Question

Determine the slope of the curve at the given point.

x² + 2y² - 3x - 4y + 2 = 0 at (0, 1)
(x² + 2y)² = x + 10 (-1, 2)
(3x - y)² = 6x + 2y + 23 at (1, - 2)
(3x - y)² = 10 at (3, 2)
(3x - y)² = 16 at (4, 2)

Answer 1

The slope of the curve at the point (0, 1) is undefined.

Step-by-step explanation:

The equation given represents a curve, not a straight line. To find the slope of the curve at the given point (0, 1), we need to take the derivative of the equation with respect to x. The derivative represents the slope of the tangent line at any given point on the curve. So, the first step is to differentiate the given equation.

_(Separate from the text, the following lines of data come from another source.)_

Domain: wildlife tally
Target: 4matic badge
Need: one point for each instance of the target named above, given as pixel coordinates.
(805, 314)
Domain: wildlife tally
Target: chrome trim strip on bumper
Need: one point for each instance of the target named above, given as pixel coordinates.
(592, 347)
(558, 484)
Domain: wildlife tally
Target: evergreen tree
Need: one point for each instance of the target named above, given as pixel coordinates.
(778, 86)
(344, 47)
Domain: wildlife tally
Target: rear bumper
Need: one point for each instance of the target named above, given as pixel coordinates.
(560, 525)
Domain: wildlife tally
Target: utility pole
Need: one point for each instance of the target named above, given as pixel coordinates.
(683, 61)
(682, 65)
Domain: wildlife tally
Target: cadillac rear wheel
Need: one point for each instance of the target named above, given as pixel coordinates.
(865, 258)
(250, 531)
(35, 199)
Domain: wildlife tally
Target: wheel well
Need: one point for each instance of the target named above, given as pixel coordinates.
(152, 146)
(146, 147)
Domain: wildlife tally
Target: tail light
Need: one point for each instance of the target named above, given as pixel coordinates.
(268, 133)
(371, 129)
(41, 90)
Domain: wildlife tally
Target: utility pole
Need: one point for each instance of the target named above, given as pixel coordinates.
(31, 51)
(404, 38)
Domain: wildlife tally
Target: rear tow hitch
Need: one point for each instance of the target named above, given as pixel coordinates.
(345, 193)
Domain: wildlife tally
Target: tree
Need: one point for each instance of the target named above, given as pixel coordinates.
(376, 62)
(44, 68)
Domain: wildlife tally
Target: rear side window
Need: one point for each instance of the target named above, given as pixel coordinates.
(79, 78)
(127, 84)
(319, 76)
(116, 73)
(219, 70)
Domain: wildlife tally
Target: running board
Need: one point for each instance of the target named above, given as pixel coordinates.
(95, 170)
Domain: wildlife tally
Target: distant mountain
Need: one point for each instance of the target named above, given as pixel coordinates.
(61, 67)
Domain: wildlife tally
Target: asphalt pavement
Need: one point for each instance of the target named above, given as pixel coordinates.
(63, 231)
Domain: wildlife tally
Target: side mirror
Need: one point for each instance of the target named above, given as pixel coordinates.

d/dx(x² + 2y² - 3x - 4y + 2) = d/dx(0)

2x + 4yy' - 3 - 4y' = 0

4yy' - 4y' = 3 - 2x

(4y - 4)y' = 3 - 2x

y' = (3 - 2x) / (4y - 4)

Now, substitute the values of x and y at the given point (0, 1) into the derivative to find the slope.

y' = (3 - 2(0)) / (4(1) - 4)

y' = 3 / 0

The slope is undefined at (0, 1) since the denominator is zero.